En troisième lieu, être maître chez soi, cela n’a pas d’autre sens que de faire de l’État le défenseur du bien commun et donc l’État doit non seulement garantir l’égalité de droit de tous les citoyens mais aussi garantir à tous une protection contre toutes les formes de domination, à commencer par la domination dans le champ économique et social. Cela signifie défense et reconstruction de la Sécurité Sociale et extension de son champ d’intervention – en finir avec la privatisation rampante de la SS via les mutuelles. C’est aussi reconstruire un code du travail réellement protecteur, avec l’abrogation des ordonnances Macron, de la loi El Khomri-Macron, etc. C’est enfin défendre et étendre les services publics et en finir avec la privatisation des services publics (notamment tous ceux qui ont un caractère monopolistique, gaz, électricité, trains, télécommunications, poste).

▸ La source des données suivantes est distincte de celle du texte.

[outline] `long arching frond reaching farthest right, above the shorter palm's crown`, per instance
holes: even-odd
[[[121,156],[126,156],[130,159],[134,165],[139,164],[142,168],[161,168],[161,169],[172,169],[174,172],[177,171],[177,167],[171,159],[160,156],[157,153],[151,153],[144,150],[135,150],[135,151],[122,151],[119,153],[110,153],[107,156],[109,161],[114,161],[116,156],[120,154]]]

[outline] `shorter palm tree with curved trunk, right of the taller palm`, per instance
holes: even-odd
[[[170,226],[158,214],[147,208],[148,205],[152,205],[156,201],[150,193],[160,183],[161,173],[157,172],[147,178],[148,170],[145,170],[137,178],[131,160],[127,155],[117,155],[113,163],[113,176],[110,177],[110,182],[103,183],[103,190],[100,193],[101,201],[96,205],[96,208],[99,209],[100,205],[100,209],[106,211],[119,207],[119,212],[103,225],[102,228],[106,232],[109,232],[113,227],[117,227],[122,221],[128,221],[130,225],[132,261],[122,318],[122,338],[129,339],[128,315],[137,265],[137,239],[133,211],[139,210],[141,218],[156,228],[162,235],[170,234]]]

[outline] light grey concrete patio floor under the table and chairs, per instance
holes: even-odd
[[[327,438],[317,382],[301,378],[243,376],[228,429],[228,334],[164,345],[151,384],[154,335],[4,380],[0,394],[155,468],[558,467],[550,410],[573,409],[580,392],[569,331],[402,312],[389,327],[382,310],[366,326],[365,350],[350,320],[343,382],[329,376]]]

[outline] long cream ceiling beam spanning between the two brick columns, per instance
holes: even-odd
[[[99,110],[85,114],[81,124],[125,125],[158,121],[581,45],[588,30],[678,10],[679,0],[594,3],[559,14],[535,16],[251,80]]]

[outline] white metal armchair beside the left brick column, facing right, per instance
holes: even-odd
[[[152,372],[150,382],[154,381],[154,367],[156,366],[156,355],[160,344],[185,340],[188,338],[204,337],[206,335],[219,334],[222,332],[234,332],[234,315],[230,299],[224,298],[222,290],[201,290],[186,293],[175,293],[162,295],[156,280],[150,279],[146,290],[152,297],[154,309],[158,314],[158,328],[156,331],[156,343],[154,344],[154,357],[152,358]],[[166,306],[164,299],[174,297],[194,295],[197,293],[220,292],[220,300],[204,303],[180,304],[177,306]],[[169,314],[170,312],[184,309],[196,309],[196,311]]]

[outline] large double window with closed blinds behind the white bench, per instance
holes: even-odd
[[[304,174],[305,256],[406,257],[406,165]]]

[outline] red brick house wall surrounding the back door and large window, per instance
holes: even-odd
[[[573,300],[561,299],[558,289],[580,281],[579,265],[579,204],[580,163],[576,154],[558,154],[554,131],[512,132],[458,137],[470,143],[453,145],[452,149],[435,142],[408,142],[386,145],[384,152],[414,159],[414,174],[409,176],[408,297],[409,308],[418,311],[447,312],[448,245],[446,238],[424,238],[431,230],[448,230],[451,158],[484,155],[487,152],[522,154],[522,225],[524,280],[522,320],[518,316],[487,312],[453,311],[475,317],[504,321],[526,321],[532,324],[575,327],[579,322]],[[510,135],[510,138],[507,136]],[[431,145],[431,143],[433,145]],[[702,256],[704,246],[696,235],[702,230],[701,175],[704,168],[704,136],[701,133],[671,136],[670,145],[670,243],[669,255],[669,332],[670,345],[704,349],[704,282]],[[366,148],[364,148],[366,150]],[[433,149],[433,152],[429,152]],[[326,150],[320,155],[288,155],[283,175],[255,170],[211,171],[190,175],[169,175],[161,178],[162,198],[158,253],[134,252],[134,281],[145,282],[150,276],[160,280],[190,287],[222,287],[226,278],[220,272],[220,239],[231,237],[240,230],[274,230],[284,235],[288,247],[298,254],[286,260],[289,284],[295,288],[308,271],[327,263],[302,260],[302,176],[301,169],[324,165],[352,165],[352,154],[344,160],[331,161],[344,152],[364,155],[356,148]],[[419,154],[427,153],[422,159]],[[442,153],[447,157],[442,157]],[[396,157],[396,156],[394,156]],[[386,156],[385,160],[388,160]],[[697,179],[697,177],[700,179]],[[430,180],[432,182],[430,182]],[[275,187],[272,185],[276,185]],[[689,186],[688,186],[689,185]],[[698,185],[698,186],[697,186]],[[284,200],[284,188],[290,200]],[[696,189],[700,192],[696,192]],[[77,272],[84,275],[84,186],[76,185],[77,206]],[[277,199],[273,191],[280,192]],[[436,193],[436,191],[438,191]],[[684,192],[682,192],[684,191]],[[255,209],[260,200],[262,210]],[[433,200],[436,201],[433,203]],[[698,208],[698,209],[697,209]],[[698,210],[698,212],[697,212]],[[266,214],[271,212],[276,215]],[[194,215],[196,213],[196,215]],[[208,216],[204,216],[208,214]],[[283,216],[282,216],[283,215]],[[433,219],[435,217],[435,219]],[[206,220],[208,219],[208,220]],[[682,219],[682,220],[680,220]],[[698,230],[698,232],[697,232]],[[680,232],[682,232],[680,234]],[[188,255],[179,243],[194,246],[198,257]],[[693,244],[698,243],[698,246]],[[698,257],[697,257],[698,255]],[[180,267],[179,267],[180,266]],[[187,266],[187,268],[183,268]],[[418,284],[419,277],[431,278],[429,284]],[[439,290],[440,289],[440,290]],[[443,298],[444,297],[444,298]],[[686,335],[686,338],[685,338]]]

En dernier lieu, être maître chez soi, c’est restaurer l’État stratège avec des nationalisations, industrielles et bancaires en faisait du système bancaire un outil d’orientation de la vie économique. Seul un tel État-stratège pourrait engager les mesures nécessaires pour faire face aux dramatiques questions écologiques.

Si un parti existait qui défende un tel programme pour la prochaine élection, alors on pourrait réfléchir et aller voter. Mais ce n’est à l’évidence pas le cas. Mais c’est construire un tel parti qui est maintenant la tâche de l’heure.